Vu le peu de monde dans la salle , le service est très rapide . La jeune femme réapparait bientôt munie de son plateau garni. Elle le pose sur la table.
« Bon appétit mesdames ! » et s’en retourne à la réception.
Sans surprise , elles retrouvent le même ersatz de café , le même pain au maïs et le même saindoux en guise de beurre.
Malgré cela , elles sont de bonne humeur et déjeunent tranquillement.
Rien qu’aux regards qu’elles échangent , il est facile de se rendre compte qu’elles sont heureuses .
Heureuses de la nuit qui vient de s’écouler , heureuses car , dans quelques jours , elles seront dans ce petit paradis promis par Bette. Elles pourront enfin y couler des jours heureux loin de tout ce qu’elles viennent de vivre , loin de ces bruits de bottes , loin de ces horreurs !
C’est Tina la première qui interrompt ce moment d’harmonie.
« Bette ? N’as-tu pas dit que tu voulais téléphoner avant que nous repartions ?
- Tu as raison ma chérie mais cet instant était tellement bon que je voulais le savourer jusqu’au bout ! Reste là , je vais voir la jeune femme et me renseigner sur le « comment faire » ! »
Peu après , elle vient chercher Tina.
« Tu peux venir avec moi , le téléphone est dans une cabine dans le hall de l’hôtel . »
Pour un peu , Tina en oublierait son rôle de sœur cadette ! Pour quelqu’un d’observateur , il aurait été facile de voir qu’elle était prête à suivre Bette en la prenant tendrement par la taille …
Au dernier moment , se rendant compte de la bévue qu’elle allait commettre , elle prend un air dégagé pour suivre sa compagne puis marche tranquillement à ses côtés !
Effectivement , la cabine est bien dans le hall . Elle assez grande pour qu’elles puissent y entrer toutes les deux.
« Tu as noté le numéro de Pierre quelque part ? demande Tina
- Non , je l’ai enregistré depuis longtemps . Souviens toi : prudence , toujours prudence ! »
Bette saisit le téléphone et insère son doigt dans les trous du cadran pour le faire tourner , un trou après l’autre …
Et elle attend .
A la poste , la réceptionniste l’interroge :
« A qui voulez-vous parler ? »
Suite à la réponse de Bette , elle établit la connexion .
A l’autre bout du fil , Pierre décroche , méfiant , il attend un peu avant de parler.

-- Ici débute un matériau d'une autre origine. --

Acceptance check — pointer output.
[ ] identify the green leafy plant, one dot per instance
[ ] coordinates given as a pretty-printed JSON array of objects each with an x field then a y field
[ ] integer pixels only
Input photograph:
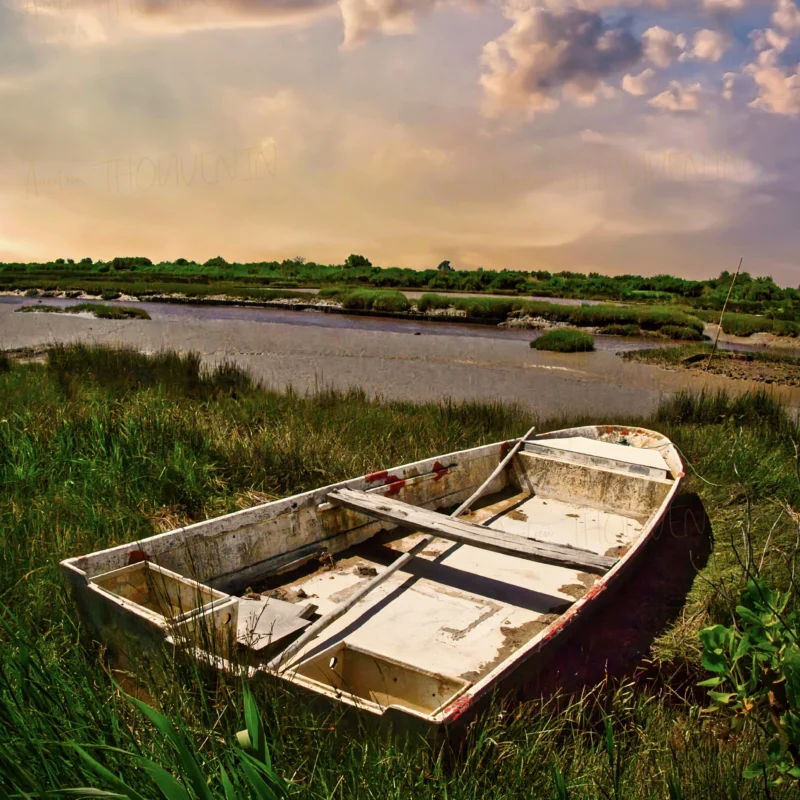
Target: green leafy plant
[
  {"x": 567, "y": 340},
  {"x": 248, "y": 772},
  {"x": 756, "y": 666}
]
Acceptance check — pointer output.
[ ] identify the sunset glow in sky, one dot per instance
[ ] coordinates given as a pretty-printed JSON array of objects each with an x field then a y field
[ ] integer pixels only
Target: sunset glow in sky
[{"x": 607, "y": 135}]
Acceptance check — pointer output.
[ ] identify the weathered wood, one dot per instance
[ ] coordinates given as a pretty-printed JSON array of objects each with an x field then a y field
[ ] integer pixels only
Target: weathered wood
[
  {"x": 263, "y": 623},
  {"x": 420, "y": 519},
  {"x": 331, "y": 617}
]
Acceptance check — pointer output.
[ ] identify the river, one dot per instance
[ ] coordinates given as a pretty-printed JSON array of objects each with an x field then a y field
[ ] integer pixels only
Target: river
[{"x": 396, "y": 359}]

Enfin , le mot de passe convenu depuis toujours entre Bette et lui , résonne agréablement à ses oreilles.
« Bette ! Je suis si content de t’entendre ! Comment va Tina ? et toi ? Vous remettez-vous de toutes ces péripéties ?
- Oui , Pierre , nous sommes en zone libre , ton plan a parfaitement fonctionné ! Merci !

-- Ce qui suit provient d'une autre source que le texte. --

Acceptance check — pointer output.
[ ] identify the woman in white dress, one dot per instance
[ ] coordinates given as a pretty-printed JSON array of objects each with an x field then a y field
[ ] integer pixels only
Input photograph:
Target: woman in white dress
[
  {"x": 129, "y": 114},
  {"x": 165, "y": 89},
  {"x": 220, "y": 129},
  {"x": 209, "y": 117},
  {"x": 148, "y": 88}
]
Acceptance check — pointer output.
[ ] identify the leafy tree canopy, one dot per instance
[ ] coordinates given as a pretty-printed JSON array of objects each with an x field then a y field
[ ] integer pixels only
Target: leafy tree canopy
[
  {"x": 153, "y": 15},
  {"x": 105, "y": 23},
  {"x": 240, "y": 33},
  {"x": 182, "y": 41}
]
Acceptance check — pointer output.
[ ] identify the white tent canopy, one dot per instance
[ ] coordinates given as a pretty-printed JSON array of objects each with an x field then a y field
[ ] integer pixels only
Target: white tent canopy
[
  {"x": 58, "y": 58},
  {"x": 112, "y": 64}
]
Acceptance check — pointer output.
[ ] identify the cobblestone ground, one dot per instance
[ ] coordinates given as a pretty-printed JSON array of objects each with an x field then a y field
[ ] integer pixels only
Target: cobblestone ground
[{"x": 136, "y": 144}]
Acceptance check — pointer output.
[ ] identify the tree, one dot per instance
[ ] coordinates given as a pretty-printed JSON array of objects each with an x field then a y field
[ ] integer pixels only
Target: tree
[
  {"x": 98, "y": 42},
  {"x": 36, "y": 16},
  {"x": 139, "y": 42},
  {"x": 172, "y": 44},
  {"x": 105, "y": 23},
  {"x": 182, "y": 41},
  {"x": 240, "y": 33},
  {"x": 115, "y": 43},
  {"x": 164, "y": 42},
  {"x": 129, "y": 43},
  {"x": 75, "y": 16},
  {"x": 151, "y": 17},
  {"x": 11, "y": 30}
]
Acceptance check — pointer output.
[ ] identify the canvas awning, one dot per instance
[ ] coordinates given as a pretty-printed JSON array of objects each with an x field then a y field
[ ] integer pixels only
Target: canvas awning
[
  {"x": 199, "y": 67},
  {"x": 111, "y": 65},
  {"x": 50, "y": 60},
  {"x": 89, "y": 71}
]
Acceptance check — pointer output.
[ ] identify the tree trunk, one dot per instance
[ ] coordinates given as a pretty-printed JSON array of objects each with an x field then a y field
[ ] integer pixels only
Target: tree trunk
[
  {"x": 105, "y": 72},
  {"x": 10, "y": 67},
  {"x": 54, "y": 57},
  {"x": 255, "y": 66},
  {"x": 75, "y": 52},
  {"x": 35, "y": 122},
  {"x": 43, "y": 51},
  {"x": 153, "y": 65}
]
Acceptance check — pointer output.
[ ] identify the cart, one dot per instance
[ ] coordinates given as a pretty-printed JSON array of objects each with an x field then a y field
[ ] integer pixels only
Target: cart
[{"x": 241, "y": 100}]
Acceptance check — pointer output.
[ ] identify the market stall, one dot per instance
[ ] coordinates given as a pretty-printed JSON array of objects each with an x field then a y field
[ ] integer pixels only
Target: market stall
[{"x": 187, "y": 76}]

- Tant mieux pour vous et , maintenant ? Qu’allez-vous faire ?
- Tu te souviens ; lors de ma dernière mission , je t’avais dit avoir découvert l’endroit idéal pour nous reposer , pour nous retrouver et bien le moment est venu de nous y rendre.
- Excellente nouvelle Bette ! Aimez-vous , vous l’avez bien mérité ! Mais … si tu le permets , je vais interrompre là notre entretien , je suis heureux pour vous , tu sais que je peux être appelé à tous moments …
- Oui Pierre , excuse moi , j’avais oublié un instant que tu étais toujours en guerre ! Je ne voulais pas t’importuner avec mes petites histoires ! Simplement , ce matin , en me réveillant , j’avais comme un mauvais pressentiment qui n’a fait que grandir après la lecture des journaux ! Pourquoi ne parle-t-on pas de l’embuscade ? Y a-t-il eu enquête de la gestapo ? Avez-vous été inquiétés toi et tes amis ?
- Bette , l’affaire a été étouffée . Il n’y a pas vraiment eu d’enquête car des collègues d’Eric , jaloux de sa montée rapide dans la hiérarchie gestapiste , ont révélé à qui de droit son obsession quasi maladive à rechercher sans relâche une gouine et vouloir l’ épouser à tout prix . Ils ont déclaré qu’elle était devenue sa principale occupation aux détriments des autres objectifs qu’était la chasse aux juifs et aux résistants !
Cependant , ils ont fini par réaliser qu'une telle embuscade ne pouvait avoir lieu qu’avec une aide intérieure au service . Des questions ont donc été posées à tout le personnel , des réponses ont été données , des indices ont été recoupés et finalement l’étau s’est resserré autour de Marie !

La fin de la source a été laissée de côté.